First you need a generalisation of numpy.unique for multidimensional arrays, which for the sake of completeness I would copy it here
def unique2d(arr,consider_sort=False,return_index=False,return_inverse=False):
"""Get unique values along an axis for 2D arrays.
input:
arr:
2D array
consider_sort:
Does permutation of the values within the axis matter?
Two rows can contain the same values but with
different arrangements. If consider_sort
is True then those rows would be considered equal
return_index:
Similar to numpy unique
return_inverse:
Similar to numpy unique
returns:
2D array of unique rows
If return_index is True also returns indices
If return_inverse is True also returns the inverse array
"""
if consider_sort is True:
a = np.sort(arr,axis=1)
else:
a = arr
b = np.ascontiguousarray(a).view(np.dtype((np.void,
a.dtype.itemsize * a.shape[1])))
if return_inverse is False:
_, idx = np.unique(b, return_index=True)
else:
_, idx, inv = np.unique(b, return_index=True, return_inverse=True)
if return_index == False and return_inverse == False:
return arr[idx]
elif return_index == True and return_inverse == False:
return arr[idx], idx
elif return_index == False and return_inverse == True:
return arr[idx], inv
else:
return arr[idx], idx, inv
Now all you need is to concatenate (np.vstack) your arrays and find the unique rows. The reverse mapping together with np.searchsorted will give you the indices you need. So lets write another function similar to numpy.in2d but for multidimensional (2D) arrays
def in2d_unsorted(arr1, arr2, axis=1, consider_sort=False):
"""Find the elements in arr1 which are also in
arr2 and sort them as the appear in arr2"""
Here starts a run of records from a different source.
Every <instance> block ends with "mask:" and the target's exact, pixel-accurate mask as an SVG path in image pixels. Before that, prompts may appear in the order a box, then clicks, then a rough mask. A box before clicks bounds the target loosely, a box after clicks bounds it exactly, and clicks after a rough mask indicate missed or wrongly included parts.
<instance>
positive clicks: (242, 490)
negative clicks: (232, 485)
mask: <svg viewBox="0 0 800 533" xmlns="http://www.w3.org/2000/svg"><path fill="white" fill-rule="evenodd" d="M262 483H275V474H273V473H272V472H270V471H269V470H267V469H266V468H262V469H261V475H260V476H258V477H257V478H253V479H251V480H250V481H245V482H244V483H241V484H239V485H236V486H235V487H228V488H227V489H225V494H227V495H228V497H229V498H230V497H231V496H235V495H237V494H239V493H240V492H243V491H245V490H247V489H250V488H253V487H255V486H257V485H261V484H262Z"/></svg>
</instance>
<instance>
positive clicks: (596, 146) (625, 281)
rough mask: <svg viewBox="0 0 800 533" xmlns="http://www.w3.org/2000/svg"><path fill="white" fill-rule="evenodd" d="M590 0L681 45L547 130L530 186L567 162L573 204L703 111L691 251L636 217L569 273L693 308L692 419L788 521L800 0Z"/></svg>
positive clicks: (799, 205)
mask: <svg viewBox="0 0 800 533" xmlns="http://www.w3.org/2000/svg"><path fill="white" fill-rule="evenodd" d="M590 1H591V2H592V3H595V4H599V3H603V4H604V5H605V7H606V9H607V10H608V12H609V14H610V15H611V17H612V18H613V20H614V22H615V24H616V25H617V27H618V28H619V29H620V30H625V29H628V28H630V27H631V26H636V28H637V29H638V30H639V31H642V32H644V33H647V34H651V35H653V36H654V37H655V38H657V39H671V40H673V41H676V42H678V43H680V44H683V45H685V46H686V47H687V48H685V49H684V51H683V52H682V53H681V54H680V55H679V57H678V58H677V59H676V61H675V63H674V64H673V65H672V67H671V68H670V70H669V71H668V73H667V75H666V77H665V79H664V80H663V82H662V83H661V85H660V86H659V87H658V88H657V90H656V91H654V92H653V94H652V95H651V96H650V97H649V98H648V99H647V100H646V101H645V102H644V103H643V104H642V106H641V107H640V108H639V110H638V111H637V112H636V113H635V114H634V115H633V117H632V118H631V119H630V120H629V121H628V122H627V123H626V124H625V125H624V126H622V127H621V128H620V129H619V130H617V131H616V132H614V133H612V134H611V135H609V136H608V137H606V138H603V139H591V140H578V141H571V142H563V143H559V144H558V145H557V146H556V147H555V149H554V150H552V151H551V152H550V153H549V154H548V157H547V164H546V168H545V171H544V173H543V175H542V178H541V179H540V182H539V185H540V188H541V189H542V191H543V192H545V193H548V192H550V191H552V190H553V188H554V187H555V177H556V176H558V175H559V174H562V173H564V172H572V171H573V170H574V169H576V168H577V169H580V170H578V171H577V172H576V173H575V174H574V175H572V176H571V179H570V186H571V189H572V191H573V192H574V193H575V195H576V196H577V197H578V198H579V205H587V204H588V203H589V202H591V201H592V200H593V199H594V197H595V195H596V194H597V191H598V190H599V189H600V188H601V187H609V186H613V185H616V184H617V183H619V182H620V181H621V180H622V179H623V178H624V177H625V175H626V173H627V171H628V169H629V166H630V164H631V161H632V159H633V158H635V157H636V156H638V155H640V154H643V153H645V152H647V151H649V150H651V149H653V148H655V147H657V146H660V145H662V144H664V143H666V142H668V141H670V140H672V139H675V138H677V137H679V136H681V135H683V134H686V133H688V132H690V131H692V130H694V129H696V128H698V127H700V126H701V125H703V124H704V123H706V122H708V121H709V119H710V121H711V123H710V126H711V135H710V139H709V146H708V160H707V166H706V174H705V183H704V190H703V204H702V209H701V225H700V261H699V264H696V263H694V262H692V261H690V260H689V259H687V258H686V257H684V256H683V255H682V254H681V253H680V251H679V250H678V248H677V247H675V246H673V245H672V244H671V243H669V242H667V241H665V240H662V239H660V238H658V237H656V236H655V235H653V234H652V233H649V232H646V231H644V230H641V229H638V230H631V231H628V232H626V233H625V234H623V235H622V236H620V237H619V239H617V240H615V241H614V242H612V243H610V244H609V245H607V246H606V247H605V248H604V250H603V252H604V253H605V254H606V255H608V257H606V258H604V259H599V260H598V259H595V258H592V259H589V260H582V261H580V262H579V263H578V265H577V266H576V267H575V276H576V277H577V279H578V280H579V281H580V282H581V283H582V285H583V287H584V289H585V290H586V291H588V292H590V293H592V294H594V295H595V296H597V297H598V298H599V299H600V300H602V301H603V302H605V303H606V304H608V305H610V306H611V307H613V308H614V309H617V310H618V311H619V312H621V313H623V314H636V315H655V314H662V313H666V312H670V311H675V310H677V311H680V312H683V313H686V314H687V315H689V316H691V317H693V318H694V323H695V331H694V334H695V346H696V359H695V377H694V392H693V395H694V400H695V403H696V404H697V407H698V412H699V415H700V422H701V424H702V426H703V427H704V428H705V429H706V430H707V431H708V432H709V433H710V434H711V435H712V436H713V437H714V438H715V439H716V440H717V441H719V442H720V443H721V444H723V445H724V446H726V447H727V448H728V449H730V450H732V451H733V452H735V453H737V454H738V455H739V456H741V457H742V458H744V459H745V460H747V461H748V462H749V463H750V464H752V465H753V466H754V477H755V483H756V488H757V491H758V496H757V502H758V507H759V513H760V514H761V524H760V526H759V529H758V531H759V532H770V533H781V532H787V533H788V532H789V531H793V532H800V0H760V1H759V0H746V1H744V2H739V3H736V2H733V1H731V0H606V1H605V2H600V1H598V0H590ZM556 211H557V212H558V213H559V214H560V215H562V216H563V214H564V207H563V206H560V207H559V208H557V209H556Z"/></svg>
assert arr1.dtype == arr2.dtype
if axis == 0:
arr1 = np.copy(arr1.T,order='C')
arr2 = np.copy(arr2.T,order='C')
if consider_sort is True:
sorter_arr1 = np.argsort(arr1)
arr1 = arr1[np.arange(arr1.shape[0])[:,None],sorter_arr1]
sorter_arr2 = np.argsort(arr2)
arr2 = arr2[np.arange(arr2.shape[0])[:,None],sorter_arr2]
arr = np.vstack((arr1,arr2))
_, inv = unique2d(arr, return_inverse=True)
size1 = arr1.shape[0]
size2 = arr2.shape[0]
arr3 = inv[:size1]
arr4 = inv[-size2:]
# Sort the indices as they appear in arr2
sorter = np.argsort(arr3)
idx = sorter[arr3.searchsorted(arr4, sorter=sorter)]
return idx
Now all you need to do is call in2d_unsorted with your input parameters
>>> in2d_unsorted(arr1,arr2)
array([ 3, 2, 6, 7])
While may not be fully optimised this approach is much faster. Let's benchmark it against #piRSquareds solutions
def indices_piR(arr1,arr2):
t = np.isclose(arr1[:, None], arr2).all(-1)
return np.where(t.any(0), t.argmax(0), np.nan)
with the following arrays
n=150
arr1 = np.random.permutation(n).reshape(n//3, 3)
idx = np.random.permutation(n//3)
arr2 = arr1[idx]
In [13]: np.allclose(in2d_unsorted(arr1,arr2),indices_piR(arr1,arr2))
True
In [14]: %timeit indices_piR(arr1,arr2)
10000 loops, best of 3: 181 µs per loop
In [15]: %timeit in2d_unsorted(arr1,arr2)
10000 loops, best of 3: 85.7 µs per loop
Now, for n=1500
In [24]: %timeit indices_piR(arr1,arr2)
100 loops, best of 3: 10.3 ms per loop
In [25]: %timeit in2d_unsorted(arr1,arr2)
1000 loops, best of 3: 403 µs per loop
and for n=15000
In [28]: %timeit indices_piR(A,B)
1 loop, best of 3: 1.02 s per loop
In [29]: %timeit in2d_unsorted(arr1,arr2)
100 loops, best of 3: 4.65 ms per loop
So for largeish arrays this is over 200X faster compared to #piRSquared's vectorised solution.